For 2,000 years, the Jewish people longed for Jerusalem, notes Israel’s Foreign Ministry in a Tuesday release, adding that “from the moment that David established it as the capital of his kingdom, and his son Solomon built there the House of God, Jerusalem has captured the Jewish imagination.”
As Jewish people all around the world prepare for the High Holidays at this meaningful time in the Jewish calendar, the Israeli Ministry of Foreign Affairs invites online users on a journey of reflection, to explore some of the diverse meanings of Jerusalem through a new reader titled, “In the Gates of Jerusalem.”
The reader, produced by the Israeli MFA in partnership with the Shalom Hartman Institute, is a collection of writings and poems on the diverse meanings of a united Jerusalem and their implications for contemporary Jewish life and modern Israel.
It also offers remarks by PM Netanyahu and President Rivlin on their “personal Jerusalem.”
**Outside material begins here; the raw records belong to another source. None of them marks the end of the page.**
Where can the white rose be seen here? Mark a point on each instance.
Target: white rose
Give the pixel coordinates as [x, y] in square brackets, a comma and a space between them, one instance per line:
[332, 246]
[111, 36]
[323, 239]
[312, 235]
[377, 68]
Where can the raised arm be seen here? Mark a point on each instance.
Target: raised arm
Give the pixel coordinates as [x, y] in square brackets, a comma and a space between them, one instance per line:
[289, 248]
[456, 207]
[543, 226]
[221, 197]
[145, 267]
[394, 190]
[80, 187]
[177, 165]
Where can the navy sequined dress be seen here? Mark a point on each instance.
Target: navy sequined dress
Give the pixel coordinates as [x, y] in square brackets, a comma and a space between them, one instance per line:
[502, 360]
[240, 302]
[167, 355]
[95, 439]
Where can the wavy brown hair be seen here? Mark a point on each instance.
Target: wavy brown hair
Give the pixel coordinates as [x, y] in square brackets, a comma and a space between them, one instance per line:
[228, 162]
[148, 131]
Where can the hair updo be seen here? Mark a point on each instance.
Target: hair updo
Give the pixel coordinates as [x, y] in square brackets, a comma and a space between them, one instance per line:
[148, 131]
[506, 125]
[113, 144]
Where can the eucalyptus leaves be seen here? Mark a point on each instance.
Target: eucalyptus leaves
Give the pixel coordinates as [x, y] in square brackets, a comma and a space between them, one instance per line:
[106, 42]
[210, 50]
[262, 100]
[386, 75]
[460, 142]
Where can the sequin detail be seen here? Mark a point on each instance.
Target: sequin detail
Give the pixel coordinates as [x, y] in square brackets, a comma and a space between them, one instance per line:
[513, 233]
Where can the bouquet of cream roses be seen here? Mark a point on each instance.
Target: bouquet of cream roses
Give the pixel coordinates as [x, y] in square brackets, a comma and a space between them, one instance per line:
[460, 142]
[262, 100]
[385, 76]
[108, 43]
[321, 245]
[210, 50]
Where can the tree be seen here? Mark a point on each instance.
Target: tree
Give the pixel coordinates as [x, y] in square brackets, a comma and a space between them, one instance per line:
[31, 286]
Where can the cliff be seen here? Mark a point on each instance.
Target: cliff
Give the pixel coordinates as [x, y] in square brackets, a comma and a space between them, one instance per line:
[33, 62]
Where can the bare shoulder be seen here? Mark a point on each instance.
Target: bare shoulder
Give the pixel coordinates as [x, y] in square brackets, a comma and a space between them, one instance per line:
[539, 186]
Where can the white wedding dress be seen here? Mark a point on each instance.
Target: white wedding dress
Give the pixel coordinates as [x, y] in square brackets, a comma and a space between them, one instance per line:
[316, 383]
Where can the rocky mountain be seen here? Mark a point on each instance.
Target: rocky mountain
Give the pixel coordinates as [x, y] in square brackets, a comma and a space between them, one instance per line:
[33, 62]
The collection includes this entry by poet and anti-Nazi partisan Abba Kovner, a secular Jew who came to Israel shortly before the founding of the state:
“During my first week in Israel, I stood at the Western Wall. My late mother of blessed memory had given me no instruction, as we had no opportunity for farewell. I stood one pace from the Kotel, from its stones, and felt that I did not belong. I felt rooted in a different reality. I had not moved away even one step, but someone pulled at my sleeve and asked me to join the minyan. I put on a hat and joined them for the Mincha prayer. I had arrived.”